Along the south side of Lacombe's 50th Avenue, on either side of 50th Street, are two streets which meet 50th Avenue at 45 degree angles, resulting in a pair of triangular building lots. Each was filled with a building which best fit the dimensions of its lot, a flatiron.
The flatiron on the east end, known as the Corner Business Block, was built in 1903, destroyed by the fire of 1906, rebuilt and burned again in 1911, the current building on that site not being built until 1928. The 1906 fire, incidentally, burned the entire block, save for this, the Merchants Bank building, which was designed by Hogle & Davis, prolific designers of bank buildings throughout the country between 1904 and 1919. Begun in 1903, it opened in 1905, the year prior to the fire.
MERCHANTS BANK OF CANADA
Description of Historic Place
The Flat Iron Building is an early twentieth century Edwardian Classical Revival style, three-storey triangular-shaped brick and sandstone building situated at a prominent corner location on a triangular block in downtown Lacombe.
Heritage Value
The heritage value of the Flat Iron Building lies in its distinctive architectural style and design and its association with two financial institutions, the Merchant's Bank of Canada and the Bank of Montreal that played an important role in the development of Lacombe and many other communities throughout Alberta in the early part of the twentieth century.

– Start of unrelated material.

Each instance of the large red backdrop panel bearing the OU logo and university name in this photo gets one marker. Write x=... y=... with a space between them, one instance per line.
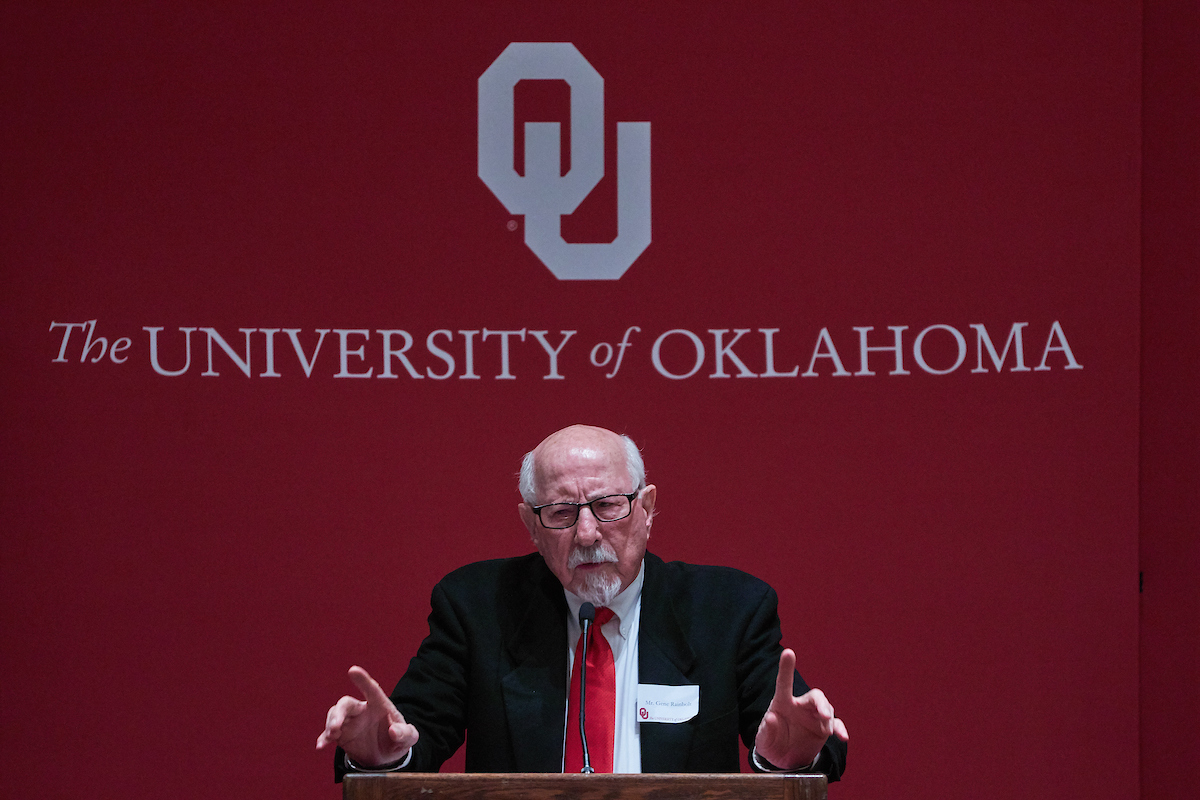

The Flat Iron Building is a rare example of a commercial building following the style of the 1902 Fuller Building in New York. While buildings of this shape were constructed in North America in the late nineteenth century, the Fuller, more commonly referred to as the Flatiron Building, is considered by many as the prototype of buildings of this type, so named for their distinctive triangular shape that resembled a flat iron. Flat Iron Buildings were fashionable throughout North American at the turn of the twentieth century, however few remain. Constructed in 1903-4 by the Merchant's Bank of Canada, Lacombe's Flat Iron Building is one of two remaining in Alberta and is the oldest known building of this type in Western Canada. The basic design of the building is typical of the dominant architecture preferred by financial institutions of the time, to convey a sense of power, security and reliability to customer's and competitors alike.
The building was occupied by the Merchant's Bank of Canada from 1904 until its purchase by the Bank of Montreal in 1922. The Bank of Montreal continued to occupy the building until 1967. Through the provision of financial services, both the Merchant's Bank of Canada and the Bank of Montreal played a significant role in the early development of not only the Town of Lacombe, but many other communities throughout the province.
The Flat Iron Building is the most prominent building in Lacombe and is a well-known landmark throughout central Alberta.